To Green Angel Tower Part 2 - Part 22
Library

Part 22

He dreamed that he sat atop Green Angel Tower, perched like a gargoyle. Someone was moving beside him.

It was the angel herself, who had apparently left her spire and now seated herself beside him, laying a cool hand on his wrist. She looked strangely like the little girl Leleth, but made of rough bronze and green with verdigris.

"It is a long way down." The angel's voice was beautiful, soft but strong.

Simon stared at the tiny rooftops of the Hayholt below him. "It is."

"That is not what I mean." The angel's tone was gently chiding. "I mean down to where the Truth is. Down to the bottom, where things begin."

"I don't understand." He felt curiously light, as though the next puff of wind might send him sailing off the tower roof, whirling like a leaf. It seemed that the angel's grip on his arm was the only thing that held him where he sat.

"From up here, the matters of Earth look small," she said. "That is one way to see, and a good one. But it is not the only one. The farther down you go, the harder things are to understand-but the more important they are. You must go very deep."

"I don't know how to do that." He stared at her face, but despite its familiarity it was still lifeless, just a casting of rough metal. There was no hint of friendship or kindness in the stiff features. "Where should I go? Who will help me?"

"Deep. You." The angel suddenly stood; as her hand released him, Simon felt himself beginning to float free of the tower. He clutched a curving bit of the roof and clung. "It is hard for me to talk to you, Simon," she said. "I may not be able to again."

"Why can't you just tell me?" he cried. His feet were floating off the edge; his body fluttered like a sail, trying to follow. "Just tell me!"

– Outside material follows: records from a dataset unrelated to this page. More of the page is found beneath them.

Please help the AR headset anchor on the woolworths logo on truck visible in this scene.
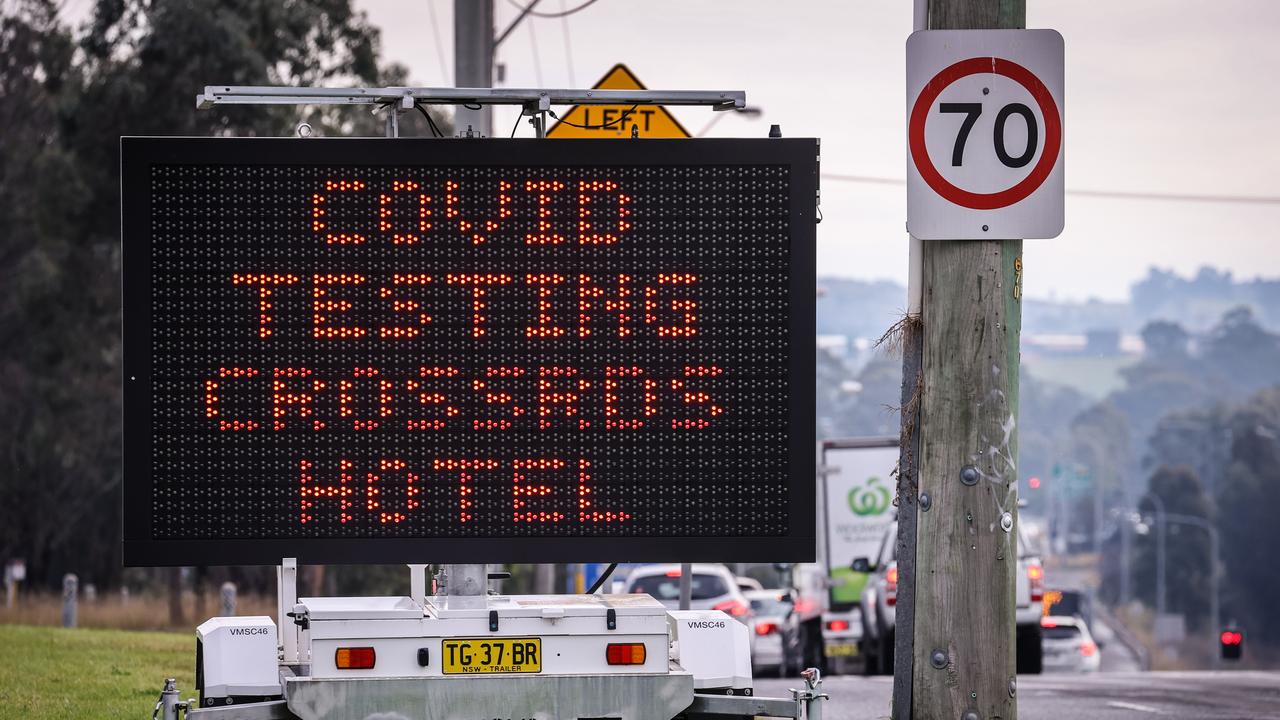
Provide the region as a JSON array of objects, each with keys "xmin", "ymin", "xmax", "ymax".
[{"xmin": 848, "ymin": 476, "xmax": 891, "ymax": 517}]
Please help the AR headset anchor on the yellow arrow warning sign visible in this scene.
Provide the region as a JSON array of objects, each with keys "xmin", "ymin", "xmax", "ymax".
[{"xmin": 546, "ymin": 64, "xmax": 691, "ymax": 139}]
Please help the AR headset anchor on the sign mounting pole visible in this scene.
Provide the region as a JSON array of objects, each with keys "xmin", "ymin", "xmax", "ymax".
[
  {"xmin": 454, "ymin": 0, "xmax": 494, "ymax": 136},
  {"xmin": 909, "ymin": 1, "xmax": 1026, "ymax": 720}
]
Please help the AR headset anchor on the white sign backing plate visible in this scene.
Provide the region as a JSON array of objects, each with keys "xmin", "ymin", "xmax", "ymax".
[{"xmin": 907, "ymin": 29, "xmax": 1064, "ymax": 240}]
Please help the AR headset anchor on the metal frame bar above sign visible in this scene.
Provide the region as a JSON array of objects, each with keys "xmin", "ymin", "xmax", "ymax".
[{"xmin": 196, "ymin": 86, "xmax": 746, "ymax": 113}]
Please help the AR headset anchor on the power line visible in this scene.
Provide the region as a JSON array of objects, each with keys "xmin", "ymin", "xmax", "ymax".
[
  {"xmin": 527, "ymin": 4, "xmax": 544, "ymax": 86},
  {"xmin": 1064, "ymin": 188, "xmax": 1280, "ymax": 206},
  {"xmin": 821, "ymin": 173, "xmax": 1280, "ymax": 206},
  {"xmin": 506, "ymin": 0, "xmax": 603, "ymax": 19},
  {"xmin": 426, "ymin": 0, "xmax": 450, "ymax": 85},
  {"xmin": 559, "ymin": 0, "xmax": 576, "ymax": 87},
  {"xmin": 822, "ymin": 174, "xmax": 908, "ymax": 187}
]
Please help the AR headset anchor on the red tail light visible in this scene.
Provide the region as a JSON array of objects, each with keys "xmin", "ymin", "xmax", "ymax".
[
  {"xmin": 756, "ymin": 622, "xmax": 779, "ymax": 636},
  {"xmin": 714, "ymin": 599, "xmax": 750, "ymax": 618},
  {"xmin": 825, "ymin": 619, "xmax": 850, "ymax": 632},
  {"xmin": 665, "ymin": 569, "xmax": 682, "ymax": 577},
  {"xmin": 885, "ymin": 563, "xmax": 899, "ymax": 606},
  {"xmin": 1027, "ymin": 563, "xmax": 1044, "ymax": 603},
  {"xmin": 1080, "ymin": 641, "xmax": 1097, "ymax": 657},
  {"xmin": 335, "ymin": 647, "xmax": 376, "ymax": 670},
  {"xmin": 1221, "ymin": 631, "xmax": 1243, "ymax": 646},
  {"xmin": 606, "ymin": 643, "xmax": 647, "ymax": 665}
]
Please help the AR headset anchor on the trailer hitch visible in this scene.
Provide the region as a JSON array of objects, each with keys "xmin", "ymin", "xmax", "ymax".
[
  {"xmin": 152, "ymin": 678, "xmax": 188, "ymax": 720},
  {"xmin": 790, "ymin": 668, "xmax": 829, "ymax": 720}
]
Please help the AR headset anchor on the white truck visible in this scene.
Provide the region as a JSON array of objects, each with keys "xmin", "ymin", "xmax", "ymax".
[
  {"xmin": 855, "ymin": 521, "xmax": 1046, "ymax": 675},
  {"xmin": 156, "ymin": 562, "xmax": 829, "ymax": 720},
  {"xmin": 792, "ymin": 437, "xmax": 899, "ymax": 674}
]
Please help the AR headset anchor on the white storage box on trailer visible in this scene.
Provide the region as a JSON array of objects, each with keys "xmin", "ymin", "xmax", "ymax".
[
  {"xmin": 195, "ymin": 616, "xmax": 281, "ymax": 705},
  {"xmin": 668, "ymin": 610, "xmax": 754, "ymax": 694}
]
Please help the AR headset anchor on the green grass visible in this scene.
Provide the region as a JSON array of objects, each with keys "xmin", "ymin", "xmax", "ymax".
[{"xmin": 0, "ymin": 624, "xmax": 193, "ymax": 720}]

"It is not so easy." The angel turned and slowly rose back to her plinth atop the tower roof. "If I can come again, I will. But it is only possible to talk clearly about less important things. The greatest truths lie within, always within. They cannot be given. They must be found."

Simon felt himself tugged free of his handhold. Slowly, like a cartwheel spun loose from its axle, he began to revolve as he floated out. Sky and earth moved alternately past him, as though the world were a child's ball in which he had been imprisoned, a ball now sent rolling by a vengeful kick....

Simon awakened in faint moonlight, sweating despite the chill night air. The dark bulk of Swertclif hung above him like a warning.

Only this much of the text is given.